Veja as principais alterações feitas pela lei no Código Penal:

Furto

O crime de furto simples teve sua pena-base aumentada de 1 a 4 anos para 1 a 6 anos de reclusão. O furto praticado durante o repouso noturno terá a pena aumentada em metade. Casos qualificados, como o furto de veículos levados para outro Estado ou para o exterior (antes, de 3 a 8 anos), de gado ou de animais domésticos (de 2 a 5 anos) e de armas de fogo, agora preveem reclusão de 4 a 10 anos.

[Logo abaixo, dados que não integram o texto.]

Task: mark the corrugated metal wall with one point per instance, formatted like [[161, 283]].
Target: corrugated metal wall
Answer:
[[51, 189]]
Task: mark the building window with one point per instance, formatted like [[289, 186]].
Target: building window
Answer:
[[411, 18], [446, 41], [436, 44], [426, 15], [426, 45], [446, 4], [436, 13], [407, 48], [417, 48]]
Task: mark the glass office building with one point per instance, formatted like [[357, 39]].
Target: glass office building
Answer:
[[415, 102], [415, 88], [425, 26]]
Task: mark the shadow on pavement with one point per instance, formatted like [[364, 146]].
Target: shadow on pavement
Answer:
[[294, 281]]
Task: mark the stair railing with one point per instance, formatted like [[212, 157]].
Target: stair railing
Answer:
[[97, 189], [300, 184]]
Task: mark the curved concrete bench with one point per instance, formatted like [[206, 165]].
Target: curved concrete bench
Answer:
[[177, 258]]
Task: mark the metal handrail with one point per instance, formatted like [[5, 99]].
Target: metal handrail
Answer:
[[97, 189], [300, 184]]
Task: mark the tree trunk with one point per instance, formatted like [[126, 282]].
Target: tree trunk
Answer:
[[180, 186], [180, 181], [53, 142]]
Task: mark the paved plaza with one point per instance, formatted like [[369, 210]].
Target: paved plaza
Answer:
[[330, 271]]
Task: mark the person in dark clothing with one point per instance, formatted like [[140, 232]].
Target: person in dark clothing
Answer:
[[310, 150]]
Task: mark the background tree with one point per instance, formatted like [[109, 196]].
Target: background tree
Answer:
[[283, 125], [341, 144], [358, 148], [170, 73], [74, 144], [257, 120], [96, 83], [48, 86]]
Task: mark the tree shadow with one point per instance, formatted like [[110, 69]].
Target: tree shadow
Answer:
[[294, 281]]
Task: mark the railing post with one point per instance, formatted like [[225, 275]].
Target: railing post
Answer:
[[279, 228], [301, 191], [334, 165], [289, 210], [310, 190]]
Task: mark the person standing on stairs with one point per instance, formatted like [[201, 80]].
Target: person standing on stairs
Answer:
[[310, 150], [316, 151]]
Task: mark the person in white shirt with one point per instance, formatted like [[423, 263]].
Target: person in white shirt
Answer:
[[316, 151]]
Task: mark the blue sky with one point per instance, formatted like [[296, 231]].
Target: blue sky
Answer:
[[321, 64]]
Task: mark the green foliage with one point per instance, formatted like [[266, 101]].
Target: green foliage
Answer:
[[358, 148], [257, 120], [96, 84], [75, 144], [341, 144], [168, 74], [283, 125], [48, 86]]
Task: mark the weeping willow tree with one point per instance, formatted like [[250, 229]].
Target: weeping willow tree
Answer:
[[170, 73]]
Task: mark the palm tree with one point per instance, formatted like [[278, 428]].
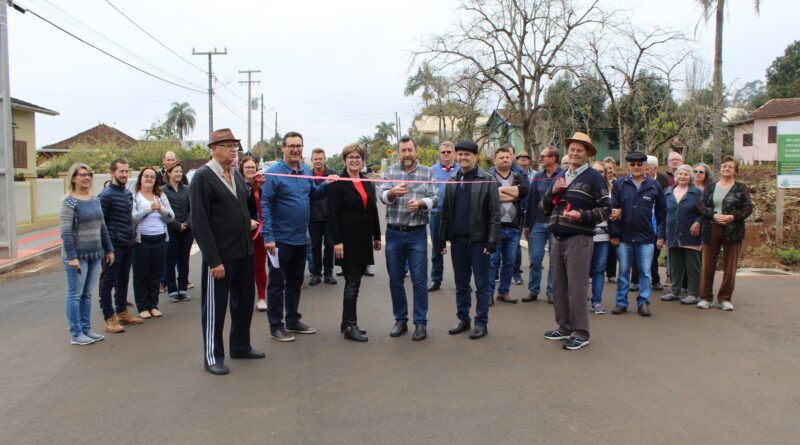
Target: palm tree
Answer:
[[181, 118], [718, 6], [385, 130]]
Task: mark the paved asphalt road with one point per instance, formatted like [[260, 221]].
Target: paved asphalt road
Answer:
[[683, 376]]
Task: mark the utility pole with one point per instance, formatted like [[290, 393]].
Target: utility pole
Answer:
[[8, 208], [249, 83], [210, 84]]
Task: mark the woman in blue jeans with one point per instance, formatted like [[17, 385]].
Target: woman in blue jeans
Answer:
[[85, 244], [599, 254]]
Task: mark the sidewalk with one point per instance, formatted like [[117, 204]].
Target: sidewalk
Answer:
[[32, 247]]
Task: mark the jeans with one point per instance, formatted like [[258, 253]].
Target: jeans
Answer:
[[148, 263], [408, 247], [598, 269], [503, 259], [537, 240], [437, 259], [115, 278], [178, 249], [627, 253], [79, 294], [283, 287], [321, 262], [469, 261]]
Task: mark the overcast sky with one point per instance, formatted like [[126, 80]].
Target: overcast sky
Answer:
[[331, 70]]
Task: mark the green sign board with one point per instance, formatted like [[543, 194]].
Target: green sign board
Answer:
[[788, 154]]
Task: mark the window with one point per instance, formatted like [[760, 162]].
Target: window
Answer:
[[20, 154], [772, 135]]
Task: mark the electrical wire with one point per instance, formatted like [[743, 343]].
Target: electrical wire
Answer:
[[109, 54], [154, 38]]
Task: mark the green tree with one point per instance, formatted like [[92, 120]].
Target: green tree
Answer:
[[718, 7], [783, 76], [181, 117]]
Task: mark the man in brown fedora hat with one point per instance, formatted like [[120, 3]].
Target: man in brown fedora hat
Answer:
[[221, 223], [577, 202]]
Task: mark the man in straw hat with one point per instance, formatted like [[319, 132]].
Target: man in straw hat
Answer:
[[221, 224], [577, 202]]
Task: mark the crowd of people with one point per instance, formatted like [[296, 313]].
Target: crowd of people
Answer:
[[257, 230]]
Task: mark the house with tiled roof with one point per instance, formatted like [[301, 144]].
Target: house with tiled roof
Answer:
[[101, 134], [755, 138], [23, 123]]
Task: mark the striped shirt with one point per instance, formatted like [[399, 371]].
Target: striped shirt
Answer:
[[397, 212]]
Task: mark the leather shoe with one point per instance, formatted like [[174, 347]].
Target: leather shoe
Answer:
[[399, 328], [251, 354], [461, 326], [479, 331], [217, 369], [420, 333]]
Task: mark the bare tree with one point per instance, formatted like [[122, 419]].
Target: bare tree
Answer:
[[623, 58], [516, 45]]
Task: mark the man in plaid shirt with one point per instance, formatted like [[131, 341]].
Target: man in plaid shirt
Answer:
[[407, 207]]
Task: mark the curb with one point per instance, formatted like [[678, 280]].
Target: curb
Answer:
[[8, 267]]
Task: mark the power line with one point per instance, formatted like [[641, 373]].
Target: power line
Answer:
[[109, 54], [154, 38]]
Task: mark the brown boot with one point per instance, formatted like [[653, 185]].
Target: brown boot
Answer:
[[113, 326], [125, 317]]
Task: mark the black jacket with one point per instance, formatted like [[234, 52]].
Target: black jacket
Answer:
[[351, 224], [179, 201], [318, 206], [117, 203], [484, 218], [220, 221]]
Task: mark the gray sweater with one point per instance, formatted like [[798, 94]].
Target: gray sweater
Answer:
[[83, 229]]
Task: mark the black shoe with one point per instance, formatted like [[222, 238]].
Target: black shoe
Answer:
[[399, 328], [461, 326], [301, 328], [353, 333], [281, 335], [217, 369], [479, 331], [420, 332], [555, 334], [251, 354], [575, 343], [619, 310]]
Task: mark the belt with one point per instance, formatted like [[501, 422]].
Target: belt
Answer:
[[404, 228]]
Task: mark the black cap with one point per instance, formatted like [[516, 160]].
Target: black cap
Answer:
[[636, 156], [467, 146]]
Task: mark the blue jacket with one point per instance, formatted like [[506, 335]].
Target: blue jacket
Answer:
[[638, 207], [680, 217], [286, 204], [540, 185], [442, 175], [117, 204]]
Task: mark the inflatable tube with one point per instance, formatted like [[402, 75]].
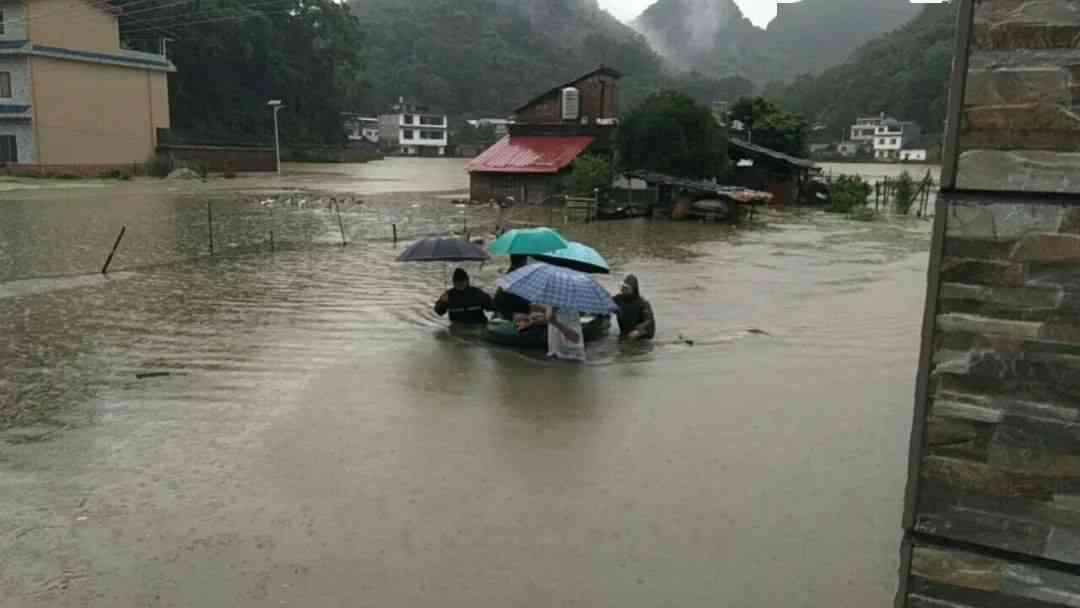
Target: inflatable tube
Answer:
[[503, 333]]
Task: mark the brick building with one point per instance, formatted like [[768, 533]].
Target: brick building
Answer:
[[548, 134]]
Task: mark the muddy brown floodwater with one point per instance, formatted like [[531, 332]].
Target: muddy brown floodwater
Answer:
[[307, 432]]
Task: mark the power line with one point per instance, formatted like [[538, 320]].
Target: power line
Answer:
[[162, 21], [70, 10], [237, 17]]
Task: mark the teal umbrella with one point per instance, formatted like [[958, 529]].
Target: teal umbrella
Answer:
[[527, 242], [577, 257]]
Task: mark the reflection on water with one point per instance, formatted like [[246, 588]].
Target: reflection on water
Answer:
[[313, 429]]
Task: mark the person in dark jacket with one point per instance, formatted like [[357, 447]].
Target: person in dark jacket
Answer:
[[508, 305], [635, 316], [464, 302]]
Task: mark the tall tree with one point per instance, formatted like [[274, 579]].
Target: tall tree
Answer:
[[770, 126], [670, 133]]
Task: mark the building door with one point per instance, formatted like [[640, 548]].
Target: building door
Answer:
[[9, 152]]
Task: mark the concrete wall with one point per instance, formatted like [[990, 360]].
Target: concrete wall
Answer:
[[993, 513], [24, 138], [73, 24], [91, 113], [19, 69], [529, 189], [14, 16]]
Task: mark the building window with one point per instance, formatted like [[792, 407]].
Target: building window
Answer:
[[9, 152]]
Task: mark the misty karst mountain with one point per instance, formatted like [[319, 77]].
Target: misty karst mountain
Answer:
[[714, 37], [488, 56]]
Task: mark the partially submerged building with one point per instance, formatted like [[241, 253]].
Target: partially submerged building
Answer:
[[414, 130], [547, 135], [70, 97], [758, 167]]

A nova lei dá atenção especial aos crimes cibernéticos. O furto mediante fraude cometido por meio de dispositivos eletrônicos, como em golpes virtuais, passa a ter pena de 4 a 10 anos de reclusão. Também foi qualificado o furto de fios, cabos ou equipamentos de serviços essenciais, como energia, telefonia e internet, com pena de 2 a 8 anos de reclusão. “A pena é de reclusão, de 2 a 8 anos, e multa, se o crime é cometido contra quaisquer bens que comprometam o funcionamento de órgãos da União, de Estado, do Distrito Federal ou de Município ou de estabelecimentos públicos ou privados que prestem serviços essenciais”, diz a lei.

Roubo

A pena para o crime de roubo foi elevada, com a pena-base passando para 6 a 10 anos de reclusão. Uma das principais novidades é o aumento de pena para o roubo de celulares, computadores ou dispositivos eletrônicos semelhantes, além do roubo de armas de fogo.

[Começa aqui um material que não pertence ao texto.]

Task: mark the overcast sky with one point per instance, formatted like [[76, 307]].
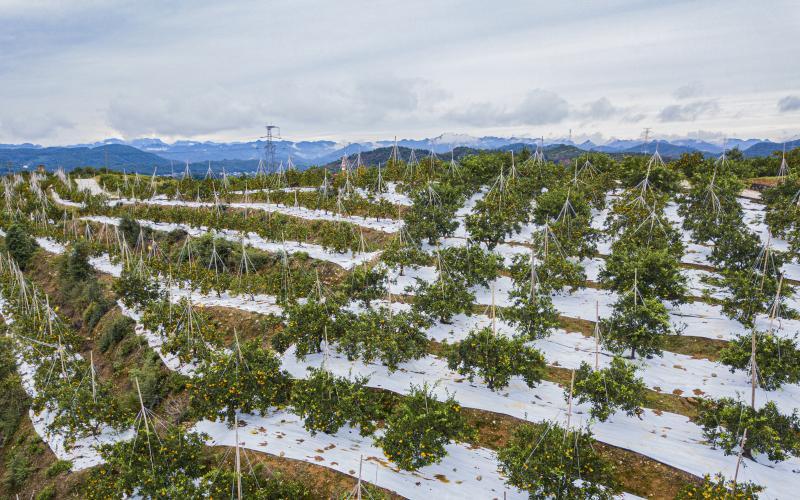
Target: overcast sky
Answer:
[[81, 70]]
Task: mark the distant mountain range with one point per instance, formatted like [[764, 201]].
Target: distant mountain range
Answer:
[[146, 154]]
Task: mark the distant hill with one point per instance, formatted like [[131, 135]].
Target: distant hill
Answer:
[[116, 156], [382, 155], [766, 148]]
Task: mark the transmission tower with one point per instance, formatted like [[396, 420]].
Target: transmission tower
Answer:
[[273, 132]]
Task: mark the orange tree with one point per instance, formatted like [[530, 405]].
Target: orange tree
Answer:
[[326, 403], [248, 379], [548, 461], [420, 426]]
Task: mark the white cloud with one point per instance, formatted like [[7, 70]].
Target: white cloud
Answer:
[[537, 107], [688, 112], [688, 91], [789, 103], [348, 69]]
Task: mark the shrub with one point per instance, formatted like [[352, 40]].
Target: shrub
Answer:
[[638, 324], [419, 427], [164, 463], [326, 403], [248, 379], [609, 389], [20, 245], [365, 284], [13, 399], [777, 359], [718, 487], [47, 493], [496, 359], [114, 331], [382, 334], [75, 265], [18, 469], [724, 421], [442, 299], [548, 461], [59, 467]]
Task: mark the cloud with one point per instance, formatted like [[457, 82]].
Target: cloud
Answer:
[[190, 114], [601, 109], [538, 107], [789, 103], [32, 127], [688, 91], [688, 112]]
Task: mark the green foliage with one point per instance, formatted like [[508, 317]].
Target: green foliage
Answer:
[[47, 493], [553, 273], [420, 426], [75, 265], [471, 264], [533, 315], [326, 403], [637, 323], [719, 488], [609, 389], [501, 212], [431, 216], [661, 178], [548, 461], [75, 405], [13, 399], [496, 359], [218, 483], [751, 292], [114, 331], [129, 229], [382, 334], [189, 332], [58, 467], [725, 420], [308, 324], [736, 249], [365, 284], [560, 201], [442, 299], [402, 253], [777, 359], [20, 244], [155, 382], [655, 272], [135, 287], [711, 207], [18, 469], [127, 469], [248, 379]]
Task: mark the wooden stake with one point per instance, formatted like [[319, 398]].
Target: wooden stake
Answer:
[[94, 385], [569, 410], [739, 460], [494, 316], [753, 368], [358, 486], [596, 335], [238, 460]]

O latrocínio, que é o roubo seguido de morte, também teve a punição endurecida. A pena mínima, que antes era de 20 anos, agora passa para 24 anos, com máximo de 30 anos de reclusão.

Estelionato e fraudes

Para combater a crescente onda de golpes, a lei criou modalidades específicas de estelionato. A “fraude eletrônica”, cometida por meio de redes sociais, contatos telefônicos ou e-mails fraudulentos, passa a ser punida com 4 a 8 anos de reclusão.

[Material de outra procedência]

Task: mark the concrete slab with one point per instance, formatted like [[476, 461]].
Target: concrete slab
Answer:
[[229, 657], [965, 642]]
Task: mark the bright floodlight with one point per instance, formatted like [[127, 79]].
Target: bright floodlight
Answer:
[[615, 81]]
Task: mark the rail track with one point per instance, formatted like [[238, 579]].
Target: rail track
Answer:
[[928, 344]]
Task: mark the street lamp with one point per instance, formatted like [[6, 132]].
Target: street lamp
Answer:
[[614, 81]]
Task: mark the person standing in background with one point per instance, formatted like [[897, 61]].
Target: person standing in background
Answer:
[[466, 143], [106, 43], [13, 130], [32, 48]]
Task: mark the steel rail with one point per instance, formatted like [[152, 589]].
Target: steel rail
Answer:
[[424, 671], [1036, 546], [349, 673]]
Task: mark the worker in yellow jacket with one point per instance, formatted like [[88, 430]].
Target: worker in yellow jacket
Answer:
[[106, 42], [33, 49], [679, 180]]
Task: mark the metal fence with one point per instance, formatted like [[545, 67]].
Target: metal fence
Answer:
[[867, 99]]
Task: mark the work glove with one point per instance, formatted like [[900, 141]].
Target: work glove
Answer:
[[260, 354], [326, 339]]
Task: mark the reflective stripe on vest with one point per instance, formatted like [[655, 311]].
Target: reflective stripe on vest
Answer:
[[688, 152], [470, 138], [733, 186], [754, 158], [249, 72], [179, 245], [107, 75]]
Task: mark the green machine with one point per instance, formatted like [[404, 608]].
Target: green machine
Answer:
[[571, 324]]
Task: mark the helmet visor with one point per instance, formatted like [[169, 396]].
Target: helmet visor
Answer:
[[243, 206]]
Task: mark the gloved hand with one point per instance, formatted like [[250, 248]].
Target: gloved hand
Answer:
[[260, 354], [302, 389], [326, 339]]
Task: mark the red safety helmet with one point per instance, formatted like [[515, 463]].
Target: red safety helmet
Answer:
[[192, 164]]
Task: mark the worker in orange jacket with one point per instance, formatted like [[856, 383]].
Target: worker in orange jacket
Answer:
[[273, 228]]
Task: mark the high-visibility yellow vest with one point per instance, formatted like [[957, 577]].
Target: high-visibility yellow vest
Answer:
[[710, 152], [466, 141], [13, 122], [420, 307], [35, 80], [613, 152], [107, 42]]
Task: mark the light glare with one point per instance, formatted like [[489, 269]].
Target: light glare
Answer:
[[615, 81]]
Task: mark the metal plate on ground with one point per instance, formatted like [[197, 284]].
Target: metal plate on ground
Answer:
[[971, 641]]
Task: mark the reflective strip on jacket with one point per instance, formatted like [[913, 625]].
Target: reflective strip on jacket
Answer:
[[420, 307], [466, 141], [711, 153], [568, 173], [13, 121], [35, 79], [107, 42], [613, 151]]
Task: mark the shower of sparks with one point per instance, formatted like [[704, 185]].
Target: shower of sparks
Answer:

Além disso, foi tipificada a conduta de “cessão de conta laranja”, que consiste em ceder, gratuita ou onerosamente, uma conta bancária para a movimentação de recursos de origem criminosa. A medida busca fechar o cerco contra intermediários que viabilizam a lavagem de dinheiro e outros delitos financeiros.

Receptação e proteção animal

A pena para o crime de receptação (adquirir ou vender produto de crime) foi aumentada de 1 a 4 anos para 2 a 6 anos de reclusão. Atendendo a uma demanda de grupos de proteção animal e da sociedade civil, a lei cria o crime de “receptação de animal”. Quem adquirir ou vender animal doméstico ou de produção, sabendo ser fruto de crime, poderá ser punido com reclusão de 3 a 8 anos e multa – antes era de 2 a 5 anos.